If a topic has a live consumer consuming messages off the topic as and when they are produced, i.e. you are reading off the active segment, the records are not compacted for this real time consumer. This is why compaction is not the same as deduplication. If you have another consumer which is taping into this topic much later after the compaction has happened, this consumer will not see duplicate messgaes.
But what you want, is consistent behavior - regardless of "when" you are reading the topic (before/after compaction shouldn't matter)
Let's now talk when duplicates can happen :
- when the producer itself is producing duplicates - i.e. I have an application which is stuck replaying the same event.
- when kafka client in your producer application has sent the intended message several times to the broker because of the network retries.
The first scenario is an application error - not in control of Kafka. The second can be avoided by configuring idempotent Kafka producer.
The process of deduplication should happen exactly-once. i.e.

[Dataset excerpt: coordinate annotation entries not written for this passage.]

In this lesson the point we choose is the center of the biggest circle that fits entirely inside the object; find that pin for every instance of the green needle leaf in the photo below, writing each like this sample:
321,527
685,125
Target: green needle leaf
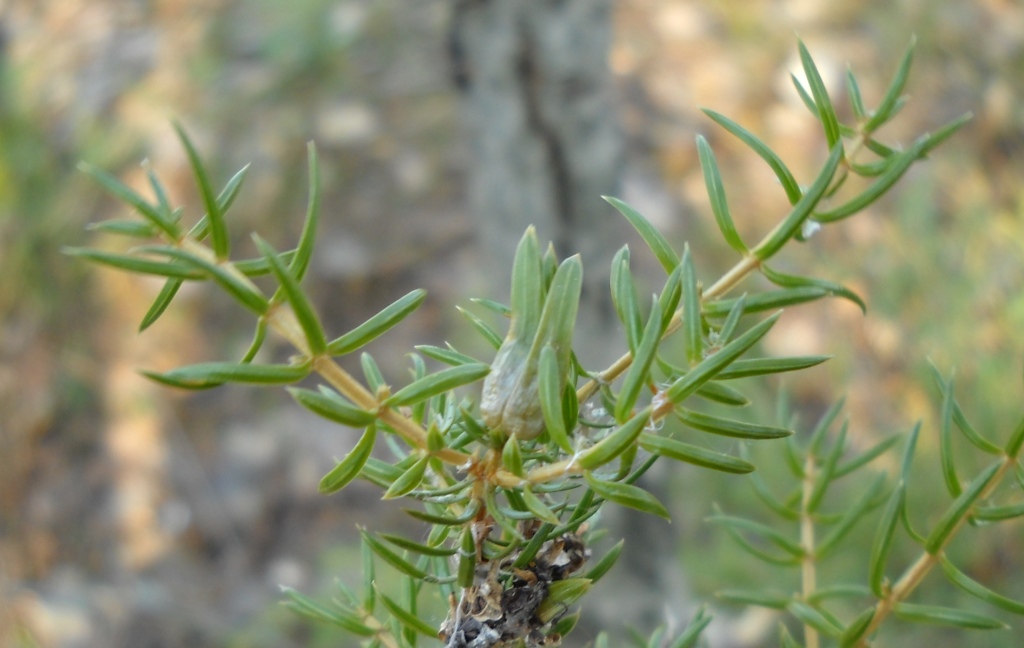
826,113
693,630
218,228
729,427
417,548
769,300
561,594
448,356
958,509
974,588
694,455
852,515
716,192
771,600
778,168
856,99
626,494
408,481
946,616
884,540
512,457
639,372
886,110
866,457
536,506
692,329
239,287
657,244
672,293
160,304
722,394
434,384
303,310
304,251
894,172
407,618
715,363
207,375
946,441
126,195
371,329
769,365
333,406
481,327
624,298
551,399
1016,441
350,467
804,207
792,281
134,263
615,443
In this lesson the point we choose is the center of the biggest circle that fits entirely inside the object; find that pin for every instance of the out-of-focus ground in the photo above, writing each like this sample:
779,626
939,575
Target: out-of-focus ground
132,515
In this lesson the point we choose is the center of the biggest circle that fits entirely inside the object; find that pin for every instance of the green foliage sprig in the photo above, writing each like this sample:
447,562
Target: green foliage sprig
507,481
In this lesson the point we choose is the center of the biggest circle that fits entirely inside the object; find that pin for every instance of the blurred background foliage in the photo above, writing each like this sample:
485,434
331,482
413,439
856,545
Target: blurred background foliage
131,515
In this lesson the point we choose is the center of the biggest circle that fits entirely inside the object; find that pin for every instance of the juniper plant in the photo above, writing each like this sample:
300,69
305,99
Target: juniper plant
507,474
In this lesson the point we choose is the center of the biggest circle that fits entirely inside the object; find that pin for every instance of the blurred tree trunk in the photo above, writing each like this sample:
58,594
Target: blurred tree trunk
545,139
546,142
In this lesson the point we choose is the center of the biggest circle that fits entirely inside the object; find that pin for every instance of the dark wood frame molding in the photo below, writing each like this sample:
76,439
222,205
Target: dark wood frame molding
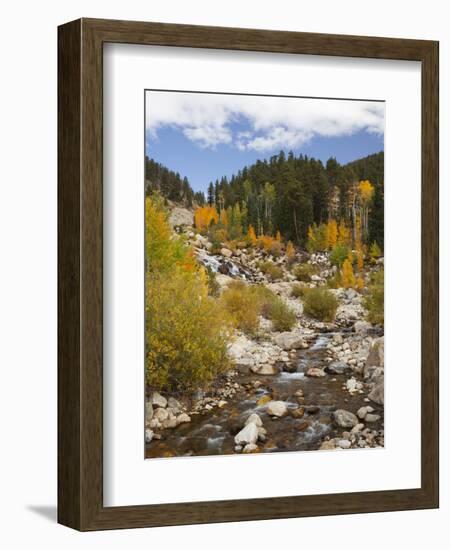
80,417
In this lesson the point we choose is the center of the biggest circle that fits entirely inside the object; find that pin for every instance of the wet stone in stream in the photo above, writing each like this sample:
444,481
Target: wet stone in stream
310,403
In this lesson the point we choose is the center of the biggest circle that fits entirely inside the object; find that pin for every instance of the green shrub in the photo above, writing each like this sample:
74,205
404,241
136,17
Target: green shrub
303,272
245,303
276,248
213,285
270,269
299,291
282,317
374,301
320,304
339,254
186,331
240,304
335,281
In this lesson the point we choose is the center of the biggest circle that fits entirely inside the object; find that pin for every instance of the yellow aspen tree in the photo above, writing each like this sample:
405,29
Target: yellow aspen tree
360,283
311,243
343,234
348,277
290,250
204,215
332,233
252,235
360,260
224,217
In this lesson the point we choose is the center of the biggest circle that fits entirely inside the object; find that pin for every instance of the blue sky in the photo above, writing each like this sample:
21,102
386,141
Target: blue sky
207,136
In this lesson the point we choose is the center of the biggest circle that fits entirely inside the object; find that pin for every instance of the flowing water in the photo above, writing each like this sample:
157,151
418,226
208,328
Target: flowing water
213,433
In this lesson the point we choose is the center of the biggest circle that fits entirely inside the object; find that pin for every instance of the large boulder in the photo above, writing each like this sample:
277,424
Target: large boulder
248,434
337,367
255,419
289,340
362,327
375,358
345,419
277,408
266,369
315,372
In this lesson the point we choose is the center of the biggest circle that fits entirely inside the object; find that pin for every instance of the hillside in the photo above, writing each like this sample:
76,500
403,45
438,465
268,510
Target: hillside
289,194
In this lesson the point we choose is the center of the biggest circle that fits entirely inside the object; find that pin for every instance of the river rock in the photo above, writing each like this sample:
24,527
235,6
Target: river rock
362,327
315,372
265,369
175,405
226,252
160,414
250,448
377,393
183,418
299,412
345,419
263,400
255,418
148,435
328,445
289,340
372,417
158,400
182,216
248,434
375,357
362,412
277,408
337,367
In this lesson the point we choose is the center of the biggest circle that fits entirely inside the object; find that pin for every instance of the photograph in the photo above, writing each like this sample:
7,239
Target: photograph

Consume from input-topic -> determine if the message is duplicate -> Produce the non-duplicate into output-topic
The entire thing should work in all-or-none mode. Check out the properties needed for consumer and producer for this at DedupKafkaUtil
Is that it? Nope.
-
All components reading from the output-topic should be idempotent. i.e. the pipeline after this layer should be working in eos guarantee. If the next component after the output-topic is a sink, that should again, be idempotent. Also, the consumer of output-topic should be consuming messages with
read_committedisolation. Check out DedupRunnableTest to get complete picture - there is an upstream producer which is producing into input-topic and downstream consumer reading off from output-topic. -
Notice the middle step where you determine whether the message is duplicate or not? How can you determine what you are reading is a duplicate or not? Only by remembering everything you have read in the past. i.e. you need a store here. I have used RocksDB. That's not it. This step needs to be resilient for failures. Note that this dedup-store is not included in the Kafka transaction. So if the transaction is failed, dedup-store should recover from the failure. It is quite easy to implement if you also store the kafka message's offset in the store and determine isDuplicate accordingly. Check out DedupStore
You would need to take backup of this dedup-store constantly. So if the original store got corrupted, you have to re-instantiate from the backup - and there is a slight chance that this backup is not up-to-date. How do you rebuild the state then? Quite simple. You have a store between two persistent queues - so you can always check what is the offset consumed and the last message produced and rebuild the store!
Also, what I have here works for a topic with single partition. If your topics has multiple partitions (which is typical) then you would have to assign dedup-store exclusively for a partition - if you are deduplicating by the kafka message key and the topics are partitioned such that the same key goes to same partition. Depending on the partitioning strategy you have used in the topic, the implementation of deduplication would vary widely.
To conclude, this is a cool recipe I tried out with Kafka. But quite frankly, I have never found an use case for this recipe. Almost always, it is easier to have an idempotent sink than to go through this pain. Also, eos means you are using Kafka transaction - and that's always going to reduce the throughput since a transaction coordinator is involved behind the scenes.